As cobras da Lagoa de Extremoz/RN



 
 "No tempo dos frades, a lagoa era povoada por duas cobras enormes. Uma muito feroz e atrevida, devorava os banhistas e quem atravessasse a lagoa devia pedir proteção a São Miguel para não ser agarrado pela cobra. As crianças eram as vítimas preferidas pela cobra maligna. A outra cobra era mansa. Limitava-se a assobiar tristemente nas tardes em que seu companheiro nadava perseguindo os incautos.
Reza a lenda que essas cobras eram duas crianças pagãs que os índios jogaram dentro da lagoa, a conselho dos pajés para que os padres não as batizassem.

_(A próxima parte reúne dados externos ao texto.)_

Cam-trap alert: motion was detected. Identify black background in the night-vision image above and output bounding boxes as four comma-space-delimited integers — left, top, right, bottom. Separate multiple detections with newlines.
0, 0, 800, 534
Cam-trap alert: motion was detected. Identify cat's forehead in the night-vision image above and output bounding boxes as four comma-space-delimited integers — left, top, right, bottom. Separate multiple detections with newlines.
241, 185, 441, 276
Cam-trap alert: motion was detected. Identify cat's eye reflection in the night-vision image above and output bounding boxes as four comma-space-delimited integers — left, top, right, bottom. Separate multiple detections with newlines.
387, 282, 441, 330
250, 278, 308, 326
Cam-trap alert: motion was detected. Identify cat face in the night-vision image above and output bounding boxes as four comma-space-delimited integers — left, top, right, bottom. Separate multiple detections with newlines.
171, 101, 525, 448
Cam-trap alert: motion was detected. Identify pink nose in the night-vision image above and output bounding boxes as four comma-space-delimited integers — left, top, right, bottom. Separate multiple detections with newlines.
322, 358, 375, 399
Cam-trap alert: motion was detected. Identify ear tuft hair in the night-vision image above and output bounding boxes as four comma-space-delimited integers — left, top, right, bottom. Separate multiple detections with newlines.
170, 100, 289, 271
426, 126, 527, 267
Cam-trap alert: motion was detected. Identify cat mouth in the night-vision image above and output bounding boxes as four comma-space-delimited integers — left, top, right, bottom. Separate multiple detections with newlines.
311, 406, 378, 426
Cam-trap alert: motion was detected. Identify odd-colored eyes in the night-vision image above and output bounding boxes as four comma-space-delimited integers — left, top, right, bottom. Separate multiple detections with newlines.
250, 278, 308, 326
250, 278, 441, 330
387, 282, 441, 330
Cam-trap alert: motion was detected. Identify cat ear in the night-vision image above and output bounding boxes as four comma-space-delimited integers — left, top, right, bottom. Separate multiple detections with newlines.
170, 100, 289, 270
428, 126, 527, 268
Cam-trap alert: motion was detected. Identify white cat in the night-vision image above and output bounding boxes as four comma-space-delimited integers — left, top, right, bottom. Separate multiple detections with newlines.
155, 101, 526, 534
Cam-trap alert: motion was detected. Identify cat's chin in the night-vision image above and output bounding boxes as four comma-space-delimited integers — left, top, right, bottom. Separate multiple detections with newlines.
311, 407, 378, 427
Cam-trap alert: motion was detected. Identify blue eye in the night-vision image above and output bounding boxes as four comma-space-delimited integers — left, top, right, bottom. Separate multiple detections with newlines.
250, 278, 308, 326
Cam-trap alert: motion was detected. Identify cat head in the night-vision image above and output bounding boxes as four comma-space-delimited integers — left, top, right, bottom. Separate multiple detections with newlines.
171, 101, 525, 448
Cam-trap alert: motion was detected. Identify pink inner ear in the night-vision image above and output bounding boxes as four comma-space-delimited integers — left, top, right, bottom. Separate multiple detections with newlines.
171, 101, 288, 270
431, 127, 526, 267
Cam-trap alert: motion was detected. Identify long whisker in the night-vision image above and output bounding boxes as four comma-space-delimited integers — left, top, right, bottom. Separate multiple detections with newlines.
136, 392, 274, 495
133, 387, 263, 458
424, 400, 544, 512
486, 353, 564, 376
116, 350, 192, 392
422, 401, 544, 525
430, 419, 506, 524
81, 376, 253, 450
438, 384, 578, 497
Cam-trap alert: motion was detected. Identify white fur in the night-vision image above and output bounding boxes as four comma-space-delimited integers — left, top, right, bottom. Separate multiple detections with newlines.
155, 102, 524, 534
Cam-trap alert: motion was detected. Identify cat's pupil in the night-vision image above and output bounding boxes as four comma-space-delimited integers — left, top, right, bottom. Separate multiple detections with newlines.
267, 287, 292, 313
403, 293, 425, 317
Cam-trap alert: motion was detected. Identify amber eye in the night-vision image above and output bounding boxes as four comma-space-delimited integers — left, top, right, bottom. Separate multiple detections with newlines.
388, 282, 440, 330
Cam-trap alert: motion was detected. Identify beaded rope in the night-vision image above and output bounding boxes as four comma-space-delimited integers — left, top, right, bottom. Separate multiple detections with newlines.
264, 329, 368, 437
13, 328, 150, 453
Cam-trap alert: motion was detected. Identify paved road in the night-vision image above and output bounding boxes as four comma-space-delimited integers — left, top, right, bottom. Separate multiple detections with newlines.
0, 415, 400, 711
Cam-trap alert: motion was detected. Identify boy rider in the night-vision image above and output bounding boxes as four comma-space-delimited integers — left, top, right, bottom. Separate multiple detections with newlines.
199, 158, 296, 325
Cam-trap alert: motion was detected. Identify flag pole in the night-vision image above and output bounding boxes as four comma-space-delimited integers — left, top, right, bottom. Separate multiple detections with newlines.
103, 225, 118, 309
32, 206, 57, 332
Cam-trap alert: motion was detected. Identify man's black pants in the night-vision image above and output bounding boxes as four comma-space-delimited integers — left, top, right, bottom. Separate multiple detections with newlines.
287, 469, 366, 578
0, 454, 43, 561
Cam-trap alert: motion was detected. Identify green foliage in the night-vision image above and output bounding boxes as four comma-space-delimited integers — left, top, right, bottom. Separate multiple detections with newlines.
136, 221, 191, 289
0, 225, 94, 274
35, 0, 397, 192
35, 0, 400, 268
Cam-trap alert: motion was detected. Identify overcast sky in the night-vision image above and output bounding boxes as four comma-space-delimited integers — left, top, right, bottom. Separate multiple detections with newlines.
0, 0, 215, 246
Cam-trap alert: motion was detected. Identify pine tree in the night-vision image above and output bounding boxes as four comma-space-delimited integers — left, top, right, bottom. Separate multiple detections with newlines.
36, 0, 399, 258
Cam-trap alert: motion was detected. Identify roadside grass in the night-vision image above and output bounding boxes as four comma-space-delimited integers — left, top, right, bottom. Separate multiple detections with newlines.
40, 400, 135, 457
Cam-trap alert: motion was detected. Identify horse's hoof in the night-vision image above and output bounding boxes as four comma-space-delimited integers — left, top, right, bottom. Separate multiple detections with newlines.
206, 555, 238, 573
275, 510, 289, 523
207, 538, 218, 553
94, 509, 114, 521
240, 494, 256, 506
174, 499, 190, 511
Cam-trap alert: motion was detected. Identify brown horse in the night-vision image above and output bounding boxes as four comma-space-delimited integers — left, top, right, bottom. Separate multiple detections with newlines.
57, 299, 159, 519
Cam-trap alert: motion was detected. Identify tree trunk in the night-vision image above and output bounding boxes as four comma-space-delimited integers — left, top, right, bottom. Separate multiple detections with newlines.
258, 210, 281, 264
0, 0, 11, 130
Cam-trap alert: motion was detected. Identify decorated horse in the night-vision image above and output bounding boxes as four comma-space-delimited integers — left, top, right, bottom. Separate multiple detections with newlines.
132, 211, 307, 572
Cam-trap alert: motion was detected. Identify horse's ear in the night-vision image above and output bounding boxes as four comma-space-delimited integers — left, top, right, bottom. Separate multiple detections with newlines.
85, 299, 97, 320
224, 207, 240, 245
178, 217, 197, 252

Viraram cobras e estavam cumprindo penitência...
Num domingo, depois da missa, um padre missionário, veio até a margem da lagoa e, em nome de Deus, intimou as cobras a comparecer na igreja, naquela tarde, às horas da benção do Santíssimo Sacramento.
A cobra fêmea, tardinha, saiu da lagoa, arrastou-se, repelente e viscosa, para a vila, espavorindo quem a avistava. Atravessou a praça e enrolou todo o edifício da igreja com seu imenso corpo reluzente, juntando a cabeça e a cauda na soleira da porta principal. Do altar-mor, paramentado, o vigário admoestou-a a santa obediência e, erguendo a mão, abençoou-a. A cobra desenroscou-se, voltou coleante e terrível, para as águas da lagoa. Nunca mais saiu nem fez mal. Vez por outra veem seu dorso negro, sobrenadando.
O companheiro, desobediente, não veio à igreja. O padre amaldiçoou-o da porta do templo, em voz alta e em latim.
A cobra excomungada nadou para o outro lado da lagoa, esgueirou-se pelo mato e bufando como uma locomotiva, derrubando arbustos com o açoite furioso da cauda poderosa. No sítio Jardim, justamente no lugar ‘Embaíba’, estirou-se e morreu. Nesse local, nunca mais nasceu capim e a estreita faixa de areia no meio da vegetação reproduz fielmente o contorno da serpente fantástica".